Vibrational phenomena have always fascinated scientists and engineers. A molecule constitutes a vibrational system of an important class that is mainly the subject of our present concern. High-resolution infrared absorption spectra provide information about the distribution of vibration-rotational energy levels and the transition probabilities of real molecules. Spectral lines command physical interest through their interpretation with the aid of physical models, i.e., the relation of frequencies and intensities of spectral lines to molecular motions of various types. As the precision of measurements made with various experimental techniques increases relentlessly, the interpretation of observed spectra becomes correspondingly challenging. This condition stimulates the search for, and development of, innovative methods to investigate vibrational systems for which a conventional description fails. Intuitively, the most natural model of intramolecular motions involves interacting anharmonic oscillations of atomic centers, but this simple physical model lacks a mathematically exact solution. The use of perturbation theory, however, solves the problem. This classical method is simple and clear, but its application is generally limited to the first few orders of theory that any textbook on quantum mechanics describes. The determination of corrections of higher orders becomes complicated through the sheer bulk of the calculations. The calculation of frequencies and intensities of spectral lines with an accuracy defined by experiment hence becomes difficult. A real spectrum of a sample containing even diatomic molecules of a particular chemical compound can comprise lines numbering a few thousands. Despite these difficulties, some success in developing an adequate method of calculation has been achieved, embracing perturbation theory.

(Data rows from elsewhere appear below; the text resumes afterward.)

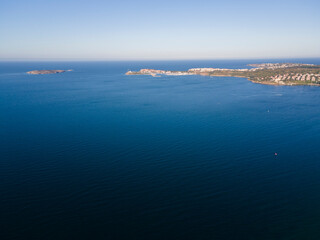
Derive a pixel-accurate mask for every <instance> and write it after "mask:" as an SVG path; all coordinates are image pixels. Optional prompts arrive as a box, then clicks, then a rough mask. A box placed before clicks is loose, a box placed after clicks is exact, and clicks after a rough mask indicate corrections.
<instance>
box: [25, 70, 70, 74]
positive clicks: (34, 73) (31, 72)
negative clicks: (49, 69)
mask: <svg viewBox="0 0 320 240" xmlns="http://www.w3.org/2000/svg"><path fill="white" fill-rule="evenodd" d="M66 71H72V70H33V71H29V72H27V73H28V74H36V75H37V74H55V73H63V72H66Z"/></svg>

It is believed that the greenhouse effect is related to the parameters of absorption spectra of polyatomic molecules, usually trace gases, in planetary atmospheres. The main components of all known atmospheres of celestial bodies are symmetrical molecules that do not possess the dipole-allowed purely rotational (and in the case of diatomic molecules, vibrational–rotational) absorption spectrum. Upon increased pressure, a weak absorption appears, induced by intermolecular interaction, which can lead to a greenhouse effect. The contribution of the induced absorption in radiative forcing of a dense atmosphere may amount to a few or even tens of W/m2. In conditions typical for the atmospheres of terrestrial planets (including paleoatmospheres), the collision-induced absorption and associated greenhouse effect may lead to an increase in surface temperature above the freezing point of water. There is a correlation between the temperature of an atmosphere and the intermolecular bonding energy of gases that dominate in planetary atmospheres of the Solar System.

Within this research area we evaluate the general rules and features of the molecular composition of planetary atmospheres and the associated radiation characteristics of planetary systems. The relationship between the greenhouse properties of planetary atmospheres and their stability to the symmetry properties of their molecular components are discussed.